Наконец, есть еще третья опасность для философии, это опасность рассудка, открывающегося от живого предметного опыта и интуиции. Этот опыт ведет философию не к волхованию и не к субъективистическому вырождению, а к смерти в безводной и безвоздушной пустоте. Здесь философия сохраняет, правда, видимость научного знания, но именно одну только видимость; и отстаивая ее, она как бы гибнет на посту с оружием в руках. Такие мыслители начинают ценить выше всего формальные различия и определения понятий, формальное единство философской «системы», формальные проблемы и постановки вопросов. Утратив живое отношение к предмету, не сознавая, что, при таком положении дела, философия неминуемо выродится в комбинацию беспочвенных понятий, они остаются нередко без всякой предметной опоры и начинают заменять ее опорою чужой мысли. Но чужая мысль, быть может, в свою очередь ведет оторванное, беспредметное существование, опираясь на более ранние системы и учения; и тогда в философии начинает обнаруживаться какая-то наследственная опустошенность. Пишутся книги о книгах; строятся особые толкования и понимания чужих идей; чужие воззрения исследуются, как некая самостоятельная ценность; культивируется изощренная библиографическая осведомленность. Мысль как бы высыхает и запутывается в сетях собственных мертворожденных утонченностей. Потомки бессильно увязают в наследстве, оставшемся от предков; и тогда история философии не только не научает предметному философствованию, но прямо уводит от предмета: отжившие системы вырастают перед эпигоном как заколдованный лес, через который нет ни прохода, ни проезда и скудный свет абстрактного рассудка не может пронизать эту чащу и показать заблудшему дорогу к истинной цели.

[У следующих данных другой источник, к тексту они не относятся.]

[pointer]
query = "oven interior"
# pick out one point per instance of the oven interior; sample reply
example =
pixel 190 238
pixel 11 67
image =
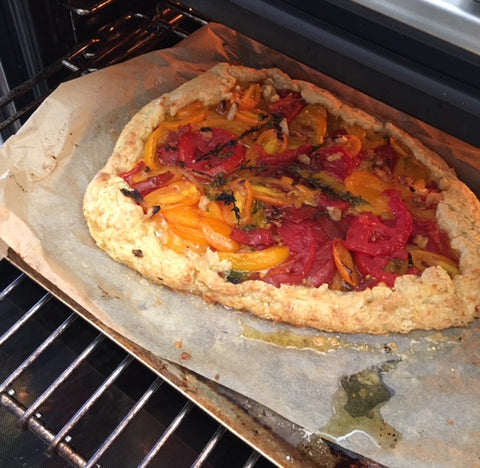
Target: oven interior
pixel 73 397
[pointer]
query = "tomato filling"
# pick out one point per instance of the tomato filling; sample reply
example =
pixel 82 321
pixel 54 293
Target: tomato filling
pixel 289 194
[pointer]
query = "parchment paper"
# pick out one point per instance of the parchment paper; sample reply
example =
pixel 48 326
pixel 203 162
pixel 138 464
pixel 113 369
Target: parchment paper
pixel 433 379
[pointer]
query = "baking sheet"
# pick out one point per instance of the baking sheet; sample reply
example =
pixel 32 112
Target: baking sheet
pixel 424 386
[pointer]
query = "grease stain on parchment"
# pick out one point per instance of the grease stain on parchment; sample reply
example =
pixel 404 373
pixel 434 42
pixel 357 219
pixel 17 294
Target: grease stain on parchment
pixel 289 339
pixel 356 407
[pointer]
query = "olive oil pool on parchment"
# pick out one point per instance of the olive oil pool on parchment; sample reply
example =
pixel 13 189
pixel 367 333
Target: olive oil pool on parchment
pixel 356 406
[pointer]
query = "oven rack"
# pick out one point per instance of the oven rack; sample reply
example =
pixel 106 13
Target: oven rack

Таковы основные опасности философского пути. Преодолеть их возможно только через верность предметному опыту и требованиям теоретической совести: философ должен утверждать и исповедовать только то, что он сам испытал в духовном опыте и с очевидностью узрел в исследованном им предметном состоянии. И если он будет верен этому правилу, то в философии начнет уменьшаться число беспочвенных разногласий и бесплодных споров и она получит возможность превратиться в подлинное знание о сущности духа, о его путях и законах.

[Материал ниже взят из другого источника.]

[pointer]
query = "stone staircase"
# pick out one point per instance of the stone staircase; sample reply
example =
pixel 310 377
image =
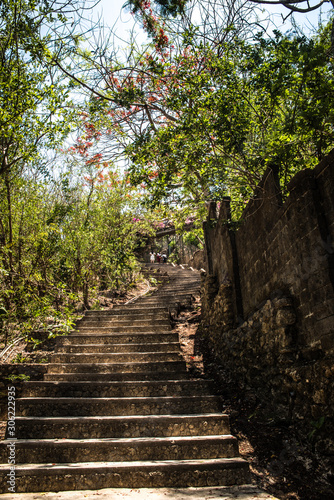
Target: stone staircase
pixel 118 408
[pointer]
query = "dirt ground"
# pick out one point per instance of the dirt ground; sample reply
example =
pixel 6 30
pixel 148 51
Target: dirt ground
pixel 280 463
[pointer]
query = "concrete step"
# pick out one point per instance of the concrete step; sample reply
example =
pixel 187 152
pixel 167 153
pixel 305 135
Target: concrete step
pixel 57 407
pixel 117 348
pixel 122 426
pixel 115 388
pixel 122 449
pixel 159 366
pixel 144 474
pixel 111 357
pixel 116 376
pixel 122 329
pixel 132 309
pixel 107 322
pixel 118 338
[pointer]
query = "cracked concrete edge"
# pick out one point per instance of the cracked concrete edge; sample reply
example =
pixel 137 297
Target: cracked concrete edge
pixel 247 492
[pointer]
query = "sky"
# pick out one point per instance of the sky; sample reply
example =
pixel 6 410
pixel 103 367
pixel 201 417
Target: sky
pixel 113 14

Философия не в отвлеченности, не в сплетениях хитроумия и не в праздно-лукавом мудровании. Нет, настоящая философия духовна, опытна, честна и проста; и именно в этих свойствах своих она приближается к настоящей религии.
Когда-то Гегель сокрушался о низком уровне той национально-духовной культуры, которая не создала еще своего самостоятельного религиозно-метафизического чувствования и понимания Бога, мира и человека. Он знал, как до него разве один Аристотель, что духовный опыт и философическое созерцание составляют самую глубокую сущность всей национальной жизни; что именно предметное раскрытие жизни духа есть то делание, то совершаемое немногими творчество, ради которого в слепоте жили, в слепоте страдали и умирали столь многие; что именно разумное утверждение духовного Предмета (метафизика, вырастающая из подлинного религиозного откровения) есть та вершина духовного горения, которая религиозно питает и завершает культуру народа как живого единства и которая действительно может быть источником подлинной духовной чистоты и силы.
II. ФИЛОСОФИЯ И ЖИЗНЬ
1
Философия больше, чем жизнь: она есть завершение жизни. Но жизнь первее философии: она есть ее источник и предмет.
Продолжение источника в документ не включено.